I'm trying to prove the following: $$\iint_R(\phi_1\nabla^2\phi_2-\phi_2\nabla^2\phi_1)\ dR = 0$$
For $ 0 < x < L, 0 < y < H$. Given $\phi_i(x,y) $ satisfying the boundary conditions $$ \phi_i(x,0) = 0 = \phi_i(x,H) \ \ ||| \ \frac{\partial \phi_i}{\partial x}(0,y) = 0 = \frac{\partial \phi_i}{\partial x}(L,y) $$
where the $\phi_i(x,y) $ also satisfy $$\nabla^2 \phi_i + \lambda_i \phi_i = 0 $$
This is what I've done so far:
$$\iint_R(\phi_1\nabla^2\phi_2-\phi_2\nabla^2\phi_1)\ dR = \oint_{\partial R}(\phi_1\nabla\phi_2-\phi_2\nabla\phi_1) \cdot \textbf{n} \ ds$$ which is deduced from Green's Second Theorem. My issue is how to evaluate this last line integral given that there's the gradient and I don't know the normal vector.
$\oint_{\partial R} (\phi_1\nabla\phi_2-\phi_2\nabla\phi_1)\cdot \mathbf{n}$ = $$\int_{A} (\phi_1\nabla\phi_2-\phi_2\nabla\phi_1)\cdot \mathbf{n} \ d\sigma + \int_{C} (\phi_1\nabla\phi_2-\phi_2\nabla\phi_1)\cdot \mathbf{n} \ d\sigma$$
Where A and C are the vertical borders of the rectangle (our domain).

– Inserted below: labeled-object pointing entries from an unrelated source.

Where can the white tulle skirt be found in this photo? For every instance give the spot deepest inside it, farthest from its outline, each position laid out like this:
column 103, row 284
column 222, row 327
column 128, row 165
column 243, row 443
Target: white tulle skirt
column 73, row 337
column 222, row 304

Here, we use boundary conditions, that's why horizontal borders disappear. But the two remaining integrals have null integrands : $\phi_1\nabla\phi_2-\phi_2\nabla\phi_1$ is a $y$ coordinate vector, and the normal vector is a $x$ coordinate vector (since A and C are the vertical borders), so the dot product is null.